Our patient exhibited transverse leukonychia of the fingernails, which is thought to result from abnormal keratinization of the nail plate due to systemic disorders that induce a temporary dysfunction of nail growth.⁹ Fernandez-Nieto et al⁷ reported transverse leukonychia in a patient with COVID-19 that was hypothesized to be due to a transitory nail matrix injury.

Beau lines and onychomadesis, which represent nail matrix arrest, commonly are seen with systemic drug treatments such as chemotherapy and in infectious diseases that precipitate systemic illness, such as hand, foot, and mouth disease. Although histologic examination was not performed in our patient due to cosmetic concerns, we believe that inflammation induced by the vaccine response also can trigger nail abnormalities such as transverse leukonychia and Beau lines. Both SARS-CoV-2 infections and the COVID-19 messenger RNA vaccines can induce systemic inflammation largely due a T_H1-dominant response, and they also can trigger other inflammatory conditions. Reports of lichen planus and psoriasis triggered by vaccination—the hepatitis B vaccine,¹⁰ influenza vaccine,¹¹ and even COVID-19 vaccines^1,12—have been reported. Beau lines have been observed to spontaneously resolve in a self-limiting manner in asymptomatic patients with COVID-19.

Interestingly, our patient only showed 2 nails with Beau lines. We hypothesize that the immune response triggered by vaccination was more subdued than that caused by SARS-CoV-2 infection. Additionally, our patient was already being treated with immunosuppressants, which may have been associated with a reduced immune response despite being withheld right before vaccination. One may debate whether the nail abnormalities observed in our patient constituted an isolated finding from COVID-19 vaccination or were caused by reactivation of rheumatoid arthritis. We favor the former, as the rheumatoid arthritis remained stable before and after COVID-19 vaccination. Laboratory evaluations and physical examination revealed no evidence of flares, and our patient was otherwise healthy. Although the splinter hemorrhages also improved, it is difficult to comment as to whether they were caused by the vaccine or had existed prior to vaccination. However, we believe the melanonychia observed in the nails was unrelated to the vaccine and was likely a chronic manifestation due to long-term hydroxychloroquine and/or methotrexate use.

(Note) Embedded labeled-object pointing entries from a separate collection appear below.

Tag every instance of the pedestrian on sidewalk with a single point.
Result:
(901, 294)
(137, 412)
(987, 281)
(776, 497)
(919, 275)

Given accelerated global vaccination efforts to control the COVID-19 pandemic, more cases of adverse nail manifestations associated with COVID-19 vaccines are expected. Dermatologists should be aware of and use the reported nail findings to educate patients and reassure them that ungual abnormalities are potential adverse effects of COVID-19 vaccines, but they should not discourage vaccination because they usually are temporary and self-resolving.

To the Editor:

Nail abnormalities associated with SARS-CoV-2 infection that have been reported in the medical literature include nail psoriasis,¹ Beau lines,² onychomadesis,³ heterogeneous red-white discoloration of the nail bed,⁴ transverse orange nail lesions,³ and the red half‐moon nail sign.^3,5 It has been hypothesized that these nail findings may be an indication of microvascular injury to the distal subungual arcade of the digit or may be indicative of a procoagulant state.^5,6 Currently, there is limited knowledge of the effect of COVID-19 vaccines on nail changes. We report a patient who presented with transverse leukonychia (Mees lines) and Beau lines shortly after each dose of the Pfizer-BioNTech COVID-19 messenger RNA vaccine was administered (with a total of 2 doses administered on presentation).

A 64-year-old woman with a history of rheumatoid arthritis presented with peeling of the fingernails and proximal white discoloration of several fingernails of 2 months’ duration. The patient first noticed whitening of the nails 3 weeks after she recevied the first dose of the COVID-19 vaccine. Five days after receiving the second, she presented to the dermatology clinic and exhibited transverse leukonychia in most fingernails (Figure 1).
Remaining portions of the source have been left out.